ACommA aneurysms are deep, midline lesions. Complications associated with their treatment generally relate to inadequate exposure of the critical anatomy, resulting in uncontrolled bleeding from a recently ruptured aneurysm or inadvertent occlusion of critical neurovascular structures. Occlusion of an anterior cerebral artery (ACA) can result in hemiparesis, particularly involving the lower extremity; temporary aphasia if the dominant supplementary motor cortex is involved; abulia and frontal lobe dysfunction; or hypothalamic/pituitary dysfunction. Severe impairment of short-term memory can be a devastating consequence of injury to the local perforating vessels and must be avoided.

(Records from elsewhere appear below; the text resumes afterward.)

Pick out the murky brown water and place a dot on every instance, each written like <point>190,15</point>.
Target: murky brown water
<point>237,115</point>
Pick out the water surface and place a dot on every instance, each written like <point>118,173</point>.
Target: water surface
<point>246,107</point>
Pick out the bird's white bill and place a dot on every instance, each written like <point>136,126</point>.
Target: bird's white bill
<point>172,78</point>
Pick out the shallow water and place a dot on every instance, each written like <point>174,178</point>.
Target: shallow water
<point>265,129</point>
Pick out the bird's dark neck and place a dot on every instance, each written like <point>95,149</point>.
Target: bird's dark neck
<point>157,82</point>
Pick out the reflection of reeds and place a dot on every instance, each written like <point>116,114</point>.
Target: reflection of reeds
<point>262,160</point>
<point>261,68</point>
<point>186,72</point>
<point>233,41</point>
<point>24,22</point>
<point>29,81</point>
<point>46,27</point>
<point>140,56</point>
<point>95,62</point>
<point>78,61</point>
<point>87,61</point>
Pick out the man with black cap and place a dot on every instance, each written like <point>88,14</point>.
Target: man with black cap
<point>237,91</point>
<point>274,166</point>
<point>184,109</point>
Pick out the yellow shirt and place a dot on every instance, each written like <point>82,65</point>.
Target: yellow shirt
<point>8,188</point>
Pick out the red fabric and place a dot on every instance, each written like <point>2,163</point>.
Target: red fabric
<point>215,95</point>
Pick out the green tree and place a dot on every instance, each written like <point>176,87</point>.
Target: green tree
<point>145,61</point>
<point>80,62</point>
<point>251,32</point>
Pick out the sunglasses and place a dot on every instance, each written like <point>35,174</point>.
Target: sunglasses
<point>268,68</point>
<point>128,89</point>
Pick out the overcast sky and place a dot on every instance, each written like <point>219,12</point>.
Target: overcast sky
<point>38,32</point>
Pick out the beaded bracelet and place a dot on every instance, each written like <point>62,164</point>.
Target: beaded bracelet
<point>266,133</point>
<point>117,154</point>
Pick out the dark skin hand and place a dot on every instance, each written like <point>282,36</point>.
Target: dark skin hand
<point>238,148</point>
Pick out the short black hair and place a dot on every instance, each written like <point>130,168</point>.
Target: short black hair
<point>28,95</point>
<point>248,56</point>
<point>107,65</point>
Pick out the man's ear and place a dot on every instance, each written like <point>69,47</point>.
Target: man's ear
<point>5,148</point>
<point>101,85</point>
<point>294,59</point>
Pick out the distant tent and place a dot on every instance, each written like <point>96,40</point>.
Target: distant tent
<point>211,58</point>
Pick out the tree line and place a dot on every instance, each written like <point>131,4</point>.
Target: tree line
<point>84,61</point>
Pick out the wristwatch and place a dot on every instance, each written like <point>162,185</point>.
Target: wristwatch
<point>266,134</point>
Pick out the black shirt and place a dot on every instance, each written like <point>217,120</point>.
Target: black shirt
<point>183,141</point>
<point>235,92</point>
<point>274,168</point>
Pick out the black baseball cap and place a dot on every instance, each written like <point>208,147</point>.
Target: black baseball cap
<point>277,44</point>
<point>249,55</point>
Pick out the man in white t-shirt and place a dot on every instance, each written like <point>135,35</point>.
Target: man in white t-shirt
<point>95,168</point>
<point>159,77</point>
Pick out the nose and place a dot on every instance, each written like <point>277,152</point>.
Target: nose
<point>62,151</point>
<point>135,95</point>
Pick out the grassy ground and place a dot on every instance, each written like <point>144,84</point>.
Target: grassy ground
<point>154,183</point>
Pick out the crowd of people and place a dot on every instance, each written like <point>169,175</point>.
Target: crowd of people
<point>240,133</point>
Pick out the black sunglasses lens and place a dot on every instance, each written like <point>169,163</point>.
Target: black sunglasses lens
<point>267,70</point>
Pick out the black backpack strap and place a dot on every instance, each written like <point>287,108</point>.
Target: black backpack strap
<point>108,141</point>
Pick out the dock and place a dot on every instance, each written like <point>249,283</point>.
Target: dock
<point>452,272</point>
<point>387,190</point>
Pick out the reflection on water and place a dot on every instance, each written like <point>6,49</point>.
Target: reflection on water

The surgeon should thoroughly evaluate the preoperative imaging studies to exclude the possibility of a “third” A2 vessel, which is found in a small percentage of cases. If the surgeon is unaware of its presence preoperatively, inadvertent sacrifice of a third A2 may be missed even on intraoperative angiography as the surgeon identifies the “expected” two A2 vessels filling properly, never realizing that a third important efferent vessel has been compromised. This can result in a serious, yet completely avoidable, ischemic complication.
Because of the additional frontal exposure utilized for ACommA aneurysms, there is an increased chance of violating the frontal sinus when the bone flap is cut. In these instances, once the aneurysm has been treated, we close the dura carefully, strip the sinus mucosa, and then fill the sinus with fat harvested from the abdomen. A small amount of fat is left in the epidural space overlying the sinus opening. The patient is then maintained on an antibiotic with appropriate coverage of the sinus flora for a period of five days ( Table 2.1 ).